Love and relief and joy rose up in Brynna—so much emotion, she couldn’t contain the feelings. She burst into tears and sobbed against his neck.
“Brynn, Brynn, what is it? What did I say? Don’t you want to marry me?”
She nodded, and he forced her head back to look into her eyes. “Yes,” she said. “I’ll marry you.”
“Don’t scare me like that,” he said, then crushed her to him in a tight embrace.
He kissed her and she returned the kiss with all the passion she’d been holding back, all the love she knew how to express, with all the feelings of admiration and appreciation she had for this man brimming over.
They landed on the bed in a tangle of arms and legs and didn’t take time for a gradual lead-in to the comfort and assurance they both sought. Dev pressed into her and she took him with a primal urgency, their lovemaking as incredible as always, but impatient, demanding.
Afterward, when she lay in his arms exhausted and content, Brynna stroked Dev’s chest and pressed kisses against his shoulder.
“Have I ever told you that you’re the man of nurse dreams?”
“Don’t you mean doctor dreams?”
“That, too.”
“No, you haven’t.”
She told him how the nurses had all been talking about him that first night at Joe’s Bar. “And I was the lucky one you singled out,” she said.
“There was something about you the first time I saw you,” he said. “I just knew I wanted you.”
“I thought you were nuts, asking me to marry you the first night we met.”
He stroked her arm. “I knew I’d found a good thing with you.”
She leaned up, her chin on her wrist, to look at him. “You’ve taught me so much, Dev,” she said.
“I’ve taught you? That’s unlikely.”
“Not at all. You showed me how to have fun. How to enjoy my family and not just ta
ke care of them. I used to feel like I was the only person being responsible and everyone else was just goofing off.”

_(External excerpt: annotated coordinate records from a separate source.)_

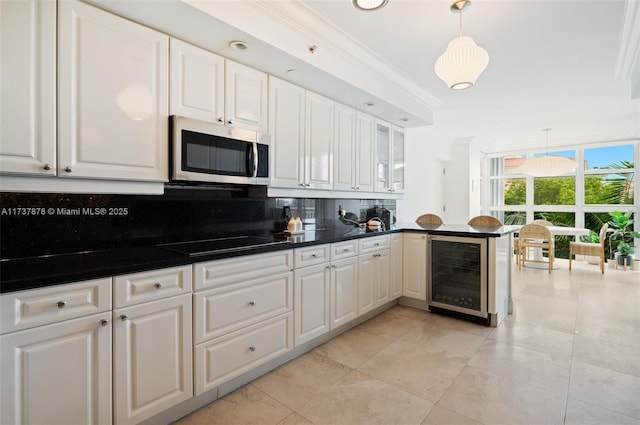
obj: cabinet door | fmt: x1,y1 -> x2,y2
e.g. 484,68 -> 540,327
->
389,234 -> 404,300
225,59 -> 268,132
358,254 -> 376,316
0,312 -> 111,425
269,77 -> 305,188
169,38 -> 224,124
391,127 -> 405,193
373,249 -> 389,307
304,91 -> 333,190
331,257 -> 358,329
113,294 -> 193,424
402,233 -> 427,301
58,1 -> 169,181
375,120 -> 391,192
0,0 -> 56,175
333,103 -> 358,190
293,264 -> 331,346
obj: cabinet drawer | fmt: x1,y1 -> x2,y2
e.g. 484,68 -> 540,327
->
193,249 -> 293,291
331,239 -> 358,261
194,312 -> 293,396
0,277 -> 111,334
293,244 -> 330,269
194,272 -> 293,344
113,266 -> 191,308
359,235 -> 391,254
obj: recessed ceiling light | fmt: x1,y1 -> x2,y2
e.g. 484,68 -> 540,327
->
229,40 -> 249,51
351,0 -> 389,12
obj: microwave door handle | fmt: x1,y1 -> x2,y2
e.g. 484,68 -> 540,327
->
248,143 -> 258,177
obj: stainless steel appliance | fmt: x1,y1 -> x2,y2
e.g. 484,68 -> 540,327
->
169,116 -> 270,185
427,235 -> 489,324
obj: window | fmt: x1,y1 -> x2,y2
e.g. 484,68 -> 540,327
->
484,143 -> 640,258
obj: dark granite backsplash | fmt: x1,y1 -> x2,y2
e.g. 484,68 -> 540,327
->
0,186 -> 395,259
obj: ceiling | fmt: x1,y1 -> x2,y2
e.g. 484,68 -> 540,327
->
90,0 -> 640,153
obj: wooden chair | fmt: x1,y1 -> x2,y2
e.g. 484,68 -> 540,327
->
518,223 -> 555,273
513,218 -> 553,265
416,214 -> 442,226
467,215 -> 502,227
569,223 -> 609,273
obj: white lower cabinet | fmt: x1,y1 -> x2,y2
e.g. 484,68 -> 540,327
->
293,262 -> 331,346
113,294 -> 193,424
402,233 -> 427,301
0,312 -> 111,425
389,233 -> 404,300
330,255 -> 358,329
194,312 -> 293,396
358,235 -> 391,315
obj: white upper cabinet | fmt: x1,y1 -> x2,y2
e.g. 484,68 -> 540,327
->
333,103 -> 374,192
269,77 -> 333,190
58,1 -> 169,181
225,59 -> 268,132
391,127 -> 405,193
375,120 -> 391,192
0,0 -> 56,176
169,38 -> 224,124
375,120 -> 405,193
333,103 -> 358,190
303,91 -> 333,189
269,77 -> 305,188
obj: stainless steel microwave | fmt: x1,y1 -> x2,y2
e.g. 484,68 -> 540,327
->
169,115 -> 270,185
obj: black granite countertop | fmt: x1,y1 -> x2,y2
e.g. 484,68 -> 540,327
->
0,223 -> 516,293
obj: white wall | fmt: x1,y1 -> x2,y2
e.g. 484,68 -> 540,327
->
396,127 -> 451,222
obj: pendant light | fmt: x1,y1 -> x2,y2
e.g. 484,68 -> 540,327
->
435,0 -> 489,90
520,128 -> 576,177
351,0 -> 389,11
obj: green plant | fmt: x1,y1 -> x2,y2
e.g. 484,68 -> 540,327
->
609,211 -> 640,255
618,242 -> 633,256
580,230 -> 600,243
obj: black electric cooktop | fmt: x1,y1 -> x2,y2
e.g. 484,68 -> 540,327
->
157,236 -> 288,257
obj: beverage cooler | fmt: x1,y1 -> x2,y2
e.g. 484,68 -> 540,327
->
427,236 -> 489,324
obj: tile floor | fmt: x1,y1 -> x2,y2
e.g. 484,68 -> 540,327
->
177,260 -> 640,425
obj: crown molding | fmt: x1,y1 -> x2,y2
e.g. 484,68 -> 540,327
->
183,0 -> 441,116
615,0 -> 640,94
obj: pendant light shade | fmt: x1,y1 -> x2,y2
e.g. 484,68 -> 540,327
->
351,0 -> 389,11
520,128 -> 576,177
435,0 -> 489,90
520,155 -> 576,177
435,37 -> 489,90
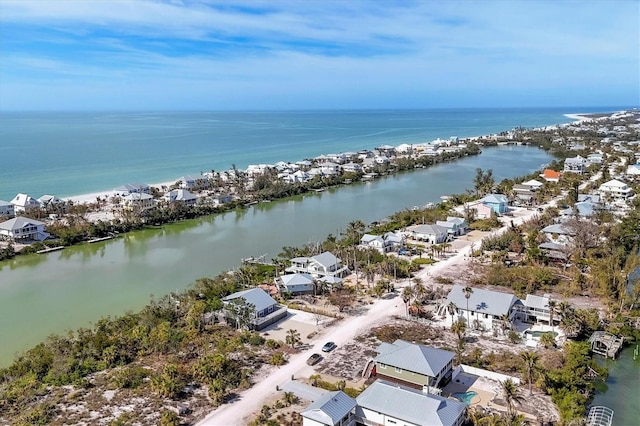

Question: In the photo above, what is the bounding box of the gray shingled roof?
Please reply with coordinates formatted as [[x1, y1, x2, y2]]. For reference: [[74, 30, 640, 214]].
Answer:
[[300, 391, 356, 425], [447, 285, 522, 316], [356, 380, 467, 426], [222, 288, 277, 311], [375, 340, 455, 377]]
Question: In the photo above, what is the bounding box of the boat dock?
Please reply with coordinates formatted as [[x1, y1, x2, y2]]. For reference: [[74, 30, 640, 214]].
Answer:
[[589, 331, 624, 359], [36, 246, 64, 254], [87, 235, 114, 244], [587, 405, 613, 426]]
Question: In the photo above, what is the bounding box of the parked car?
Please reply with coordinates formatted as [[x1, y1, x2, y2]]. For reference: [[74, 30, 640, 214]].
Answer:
[[307, 354, 322, 365], [322, 342, 338, 352]]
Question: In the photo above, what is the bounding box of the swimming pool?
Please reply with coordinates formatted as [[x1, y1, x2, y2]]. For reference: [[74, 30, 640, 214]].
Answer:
[[453, 391, 478, 405]]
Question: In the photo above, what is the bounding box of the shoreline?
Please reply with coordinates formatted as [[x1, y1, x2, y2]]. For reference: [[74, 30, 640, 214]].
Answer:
[[6, 111, 615, 204]]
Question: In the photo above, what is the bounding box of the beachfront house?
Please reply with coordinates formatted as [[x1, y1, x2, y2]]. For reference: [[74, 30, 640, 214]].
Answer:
[[598, 179, 634, 201], [564, 155, 588, 174], [540, 223, 575, 246], [0, 216, 49, 244], [371, 339, 455, 390], [625, 164, 640, 176], [122, 192, 155, 210], [480, 194, 509, 214], [464, 201, 493, 219], [355, 380, 467, 426], [522, 294, 560, 325], [446, 284, 522, 330], [176, 175, 198, 189], [113, 183, 151, 197], [286, 251, 349, 278], [163, 189, 198, 206], [0, 200, 16, 217], [300, 391, 356, 426], [404, 223, 449, 244], [11, 193, 40, 214], [274, 274, 316, 296], [359, 232, 403, 254], [436, 216, 467, 235], [540, 169, 560, 183], [222, 288, 287, 331]]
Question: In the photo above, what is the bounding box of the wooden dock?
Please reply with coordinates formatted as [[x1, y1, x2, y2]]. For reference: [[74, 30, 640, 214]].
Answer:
[[87, 235, 114, 244], [589, 331, 624, 359]]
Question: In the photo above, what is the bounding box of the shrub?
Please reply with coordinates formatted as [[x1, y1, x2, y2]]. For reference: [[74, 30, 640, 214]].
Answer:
[[507, 330, 522, 343], [269, 352, 287, 365]]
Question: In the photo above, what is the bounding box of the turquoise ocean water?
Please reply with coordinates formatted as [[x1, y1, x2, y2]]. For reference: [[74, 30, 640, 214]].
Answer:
[[0, 107, 624, 201]]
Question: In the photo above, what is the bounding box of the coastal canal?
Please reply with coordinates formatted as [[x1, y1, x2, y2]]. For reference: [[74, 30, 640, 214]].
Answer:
[[0, 146, 551, 366]]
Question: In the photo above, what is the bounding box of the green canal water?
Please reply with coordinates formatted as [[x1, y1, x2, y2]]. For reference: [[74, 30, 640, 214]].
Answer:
[[592, 345, 640, 426], [0, 146, 551, 365]]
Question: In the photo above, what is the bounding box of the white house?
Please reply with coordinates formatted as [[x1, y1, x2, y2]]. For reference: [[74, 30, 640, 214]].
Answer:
[[113, 183, 151, 197], [564, 155, 588, 174], [598, 179, 634, 201], [176, 175, 198, 189], [0, 216, 49, 242], [355, 380, 467, 426], [407, 224, 449, 244], [275, 274, 316, 294], [447, 285, 522, 330], [300, 391, 356, 426], [436, 216, 467, 235], [11, 193, 40, 213], [0, 200, 16, 216], [626, 164, 640, 176], [122, 192, 154, 209], [222, 288, 287, 331], [286, 251, 349, 278], [540, 223, 575, 245], [164, 189, 198, 206], [360, 232, 403, 254]]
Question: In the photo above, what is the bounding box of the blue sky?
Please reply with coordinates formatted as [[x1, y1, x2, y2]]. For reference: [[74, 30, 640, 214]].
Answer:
[[0, 0, 640, 111]]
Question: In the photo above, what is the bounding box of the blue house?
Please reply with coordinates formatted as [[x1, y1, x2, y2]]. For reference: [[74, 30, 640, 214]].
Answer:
[[480, 194, 509, 214]]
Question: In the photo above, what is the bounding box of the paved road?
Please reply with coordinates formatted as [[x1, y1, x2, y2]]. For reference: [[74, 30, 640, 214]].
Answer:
[[198, 205, 544, 426]]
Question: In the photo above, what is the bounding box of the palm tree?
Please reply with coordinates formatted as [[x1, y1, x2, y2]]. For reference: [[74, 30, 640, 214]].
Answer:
[[447, 302, 458, 324], [282, 392, 298, 407], [462, 286, 473, 326], [547, 299, 558, 335], [402, 286, 413, 316], [520, 351, 538, 396], [500, 379, 523, 417], [286, 328, 301, 349], [451, 320, 467, 339]]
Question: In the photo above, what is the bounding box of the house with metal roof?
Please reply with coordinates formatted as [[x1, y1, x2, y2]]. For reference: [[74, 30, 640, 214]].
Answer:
[[286, 251, 349, 278], [300, 391, 356, 426], [405, 223, 449, 244], [447, 284, 522, 330], [11, 193, 40, 213], [523, 294, 557, 324], [371, 339, 455, 390], [355, 380, 467, 426], [480, 194, 509, 214], [275, 274, 316, 295], [222, 288, 287, 331], [164, 189, 198, 206], [0, 200, 16, 217], [0, 216, 49, 243]]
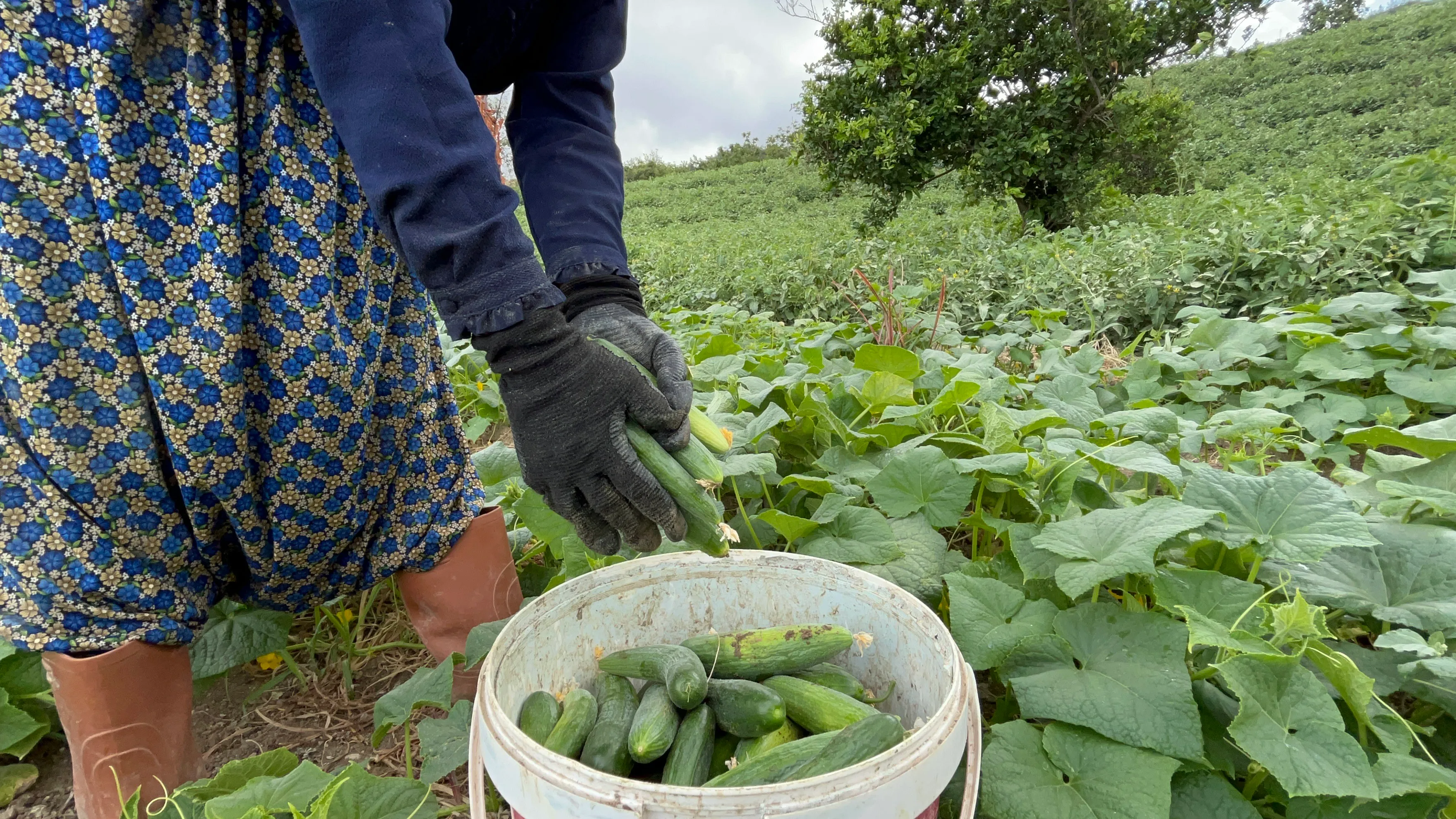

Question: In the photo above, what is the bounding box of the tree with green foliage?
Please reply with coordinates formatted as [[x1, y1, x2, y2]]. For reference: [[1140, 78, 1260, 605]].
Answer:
[[1299, 0, 1366, 34], [802, 0, 1265, 229]]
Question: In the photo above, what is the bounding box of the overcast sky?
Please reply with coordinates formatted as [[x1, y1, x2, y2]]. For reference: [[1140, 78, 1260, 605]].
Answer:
[[603, 0, 1334, 160]]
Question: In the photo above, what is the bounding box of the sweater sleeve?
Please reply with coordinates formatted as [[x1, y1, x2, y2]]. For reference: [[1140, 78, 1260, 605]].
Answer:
[[285, 0, 562, 338], [507, 0, 627, 283]]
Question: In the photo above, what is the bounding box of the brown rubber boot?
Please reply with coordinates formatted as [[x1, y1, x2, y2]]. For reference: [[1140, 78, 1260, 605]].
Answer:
[[395, 507, 521, 699], [44, 641, 198, 819]]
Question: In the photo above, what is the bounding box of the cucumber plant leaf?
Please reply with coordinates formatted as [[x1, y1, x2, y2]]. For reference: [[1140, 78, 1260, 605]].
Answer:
[[417, 699, 472, 783], [1260, 523, 1456, 631], [798, 506, 904, 565], [202, 762, 333, 819], [370, 654, 465, 747], [1153, 565, 1264, 628], [981, 720, 1178, 819], [1375, 753, 1456, 799], [945, 573, 1057, 671], [1031, 497, 1217, 597], [1219, 654, 1379, 799], [1182, 465, 1376, 561], [1168, 771, 1260, 819], [857, 515, 964, 606], [865, 446, 975, 526], [1000, 603, 1205, 759], [189, 599, 293, 679]]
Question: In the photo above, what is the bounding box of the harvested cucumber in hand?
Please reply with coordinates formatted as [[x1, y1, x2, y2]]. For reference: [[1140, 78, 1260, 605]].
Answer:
[[763, 676, 879, 733], [733, 720, 804, 765], [597, 646, 708, 711], [515, 691, 560, 743], [708, 679, 785, 738], [627, 682, 677, 764], [536, 618, 905, 787], [683, 622, 855, 680], [779, 714, 905, 783], [793, 663, 896, 705], [581, 673, 638, 777], [541, 688, 597, 759]]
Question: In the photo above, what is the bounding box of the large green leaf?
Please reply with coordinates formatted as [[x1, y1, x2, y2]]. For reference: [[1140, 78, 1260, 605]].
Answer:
[[1078, 440, 1184, 484], [0, 688, 48, 757], [855, 344, 920, 381], [1219, 654, 1377, 799], [1375, 753, 1456, 799], [1385, 364, 1456, 404], [1153, 565, 1264, 628], [859, 371, 915, 412], [1182, 465, 1376, 560], [945, 573, 1057, 671], [511, 490, 577, 548], [0, 765, 41, 807], [202, 762, 333, 819], [981, 720, 1178, 819], [1032, 373, 1102, 430], [798, 506, 904, 565], [856, 515, 964, 606], [176, 747, 299, 802], [1260, 523, 1456, 631], [328, 762, 440, 819], [370, 654, 465, 747], [865, 446, 975, 526], [417, 699, 470, 783], [1341, 415, 1456, 457], [1031, 497, 1217, 597], [1168, 771, 1260, 819], [1000, 603, 1203, 759], [191, 601, 293, 679]]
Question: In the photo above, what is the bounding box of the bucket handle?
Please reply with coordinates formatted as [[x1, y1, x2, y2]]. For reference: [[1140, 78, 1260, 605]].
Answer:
[[961, 663, 981, 819]]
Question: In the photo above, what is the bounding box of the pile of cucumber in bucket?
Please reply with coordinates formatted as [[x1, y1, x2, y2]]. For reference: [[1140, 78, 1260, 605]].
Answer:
[[517, 624, 905, 788]]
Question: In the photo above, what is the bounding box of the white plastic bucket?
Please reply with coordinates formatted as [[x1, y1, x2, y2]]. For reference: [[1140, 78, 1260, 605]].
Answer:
[[469, 549, 981, 819]]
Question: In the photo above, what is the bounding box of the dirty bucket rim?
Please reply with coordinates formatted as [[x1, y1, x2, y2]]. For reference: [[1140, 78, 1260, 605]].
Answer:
[[476, 551, 974, 810]]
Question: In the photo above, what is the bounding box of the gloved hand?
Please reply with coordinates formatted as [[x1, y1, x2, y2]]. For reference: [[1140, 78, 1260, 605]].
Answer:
[[560, 274, 693, 452], [473, 307, 692, 554]]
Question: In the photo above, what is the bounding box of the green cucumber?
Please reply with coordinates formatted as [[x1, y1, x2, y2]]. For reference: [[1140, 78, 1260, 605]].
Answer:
[[683, 624, 855, 679], [627, 682, 677, 764], [663, 702, 715, 788], [733, 720, 804, 765], [708, 733, 740, 780], [593, 337, 733, 452], [792, 663, 896, 705], [763, 676, 879, 733], [793, 663, 865, 702], [708, 679, 785, 738], [541, 688, 597, 759], [703, 732, 839, 788], [626, 421, 728, 557], [515, 691, 560, 743], [687, 407, 733, 455], [581, 673, 638, 777], [673, 437, 723, 487], [781, 714, 905, 783], [597, 646, 708, 711]]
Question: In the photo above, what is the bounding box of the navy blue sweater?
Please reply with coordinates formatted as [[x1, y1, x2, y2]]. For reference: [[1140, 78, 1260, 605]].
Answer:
[[278, 0, 627, 338]]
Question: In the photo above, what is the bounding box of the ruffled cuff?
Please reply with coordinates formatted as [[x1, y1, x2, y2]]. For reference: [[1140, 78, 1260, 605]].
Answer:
[[431, 258, 566, 338], [546, 245, 632, 284]]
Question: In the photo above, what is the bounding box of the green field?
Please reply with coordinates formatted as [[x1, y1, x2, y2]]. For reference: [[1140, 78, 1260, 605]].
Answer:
[[625, 0, 1456, 335]]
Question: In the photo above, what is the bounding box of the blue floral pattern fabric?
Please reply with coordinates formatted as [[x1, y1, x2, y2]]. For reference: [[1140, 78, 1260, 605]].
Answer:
[[0, 0, 484, 653]]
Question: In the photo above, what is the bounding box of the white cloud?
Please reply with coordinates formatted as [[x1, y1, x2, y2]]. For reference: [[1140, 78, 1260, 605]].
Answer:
[[613, 0, 824, 160]]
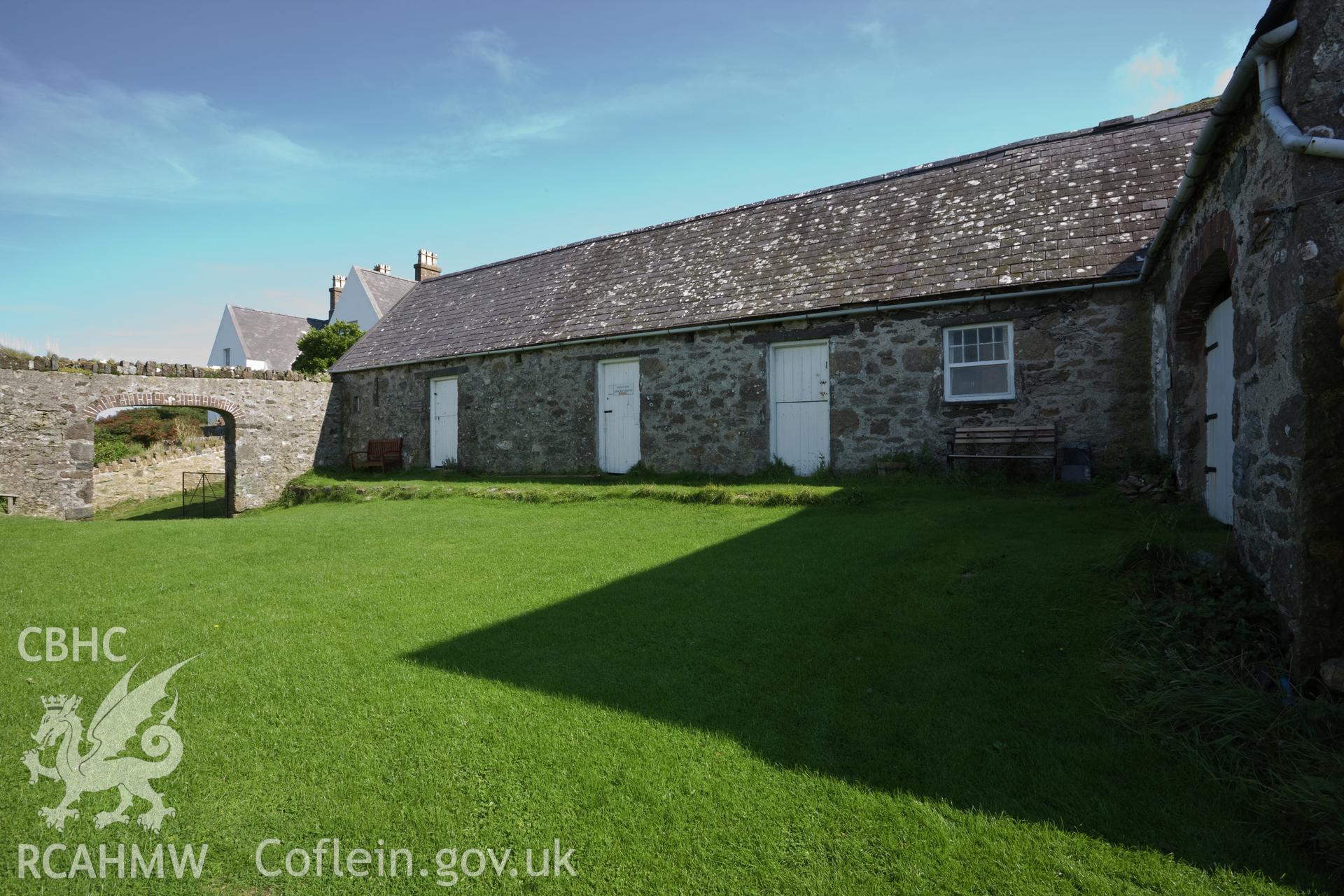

“You let everyone else goof off,” he said, “by doing everything for them.”
“I see that now, but I didn’t back then. I never let loose and had fun until you showed me it was okay.”
“That’s me—Mr. Fun Guy,” he said drily.
“No.” She touched her finger to his chin. “I was wrong about you not being responsible. You’ve taken care of things I wasn’t even aware of at the time. You took care of Tuck’s college expenses and living arrangements. You tried to take care of me. You’re kind and you’re hardworking, and I was wrong about your flying. It was silly to feel jealous.”
“No, you weren’t. It was an escape for me, a freedom I was holding on to.”
“Maybe it’s a freedom you need and deserve. It’s not freedom from me you seek up there, Dev, not freedom from responsibility. I see that now. Flying is important to you. It rounds you out.”
“There is one less plane I’ll be flying from now on,” he said.
“What do you mean?”
“I sold Sky Spirit.”
She sat up on her knees and stared at him. “You what?”
“I had several offers, you knew that.”
“But you scoffed at them.”
“I sold it to prove something. Maybe not just to you, but to myself, as well.”
“To prove what? You don’t have to prove anything to me.”
“That I didn’t need that escape. That I was happy here. That there are plenty of other things that matter more.”
“I already knew that,” she said. “I’m sorry you felt like you had to do that.”
“I didn’t feel like I had to do it. I wanted to.” He twisted to prop the pillows behind his shoulders and leaned against them. “I used the money to buy land and contract for a log home.”
Brynna stared at him in surprise. Had he planned to build a place for himself? “Land where?”
“Between here and the Holmes ranch. Still an easy drive for you to make to the hospital.”
He’d selected the site thinking of her drive to work, thinking of them as a couple. The gesture warmed her all the way through. He was a man full of surprises. “When did you do all this?”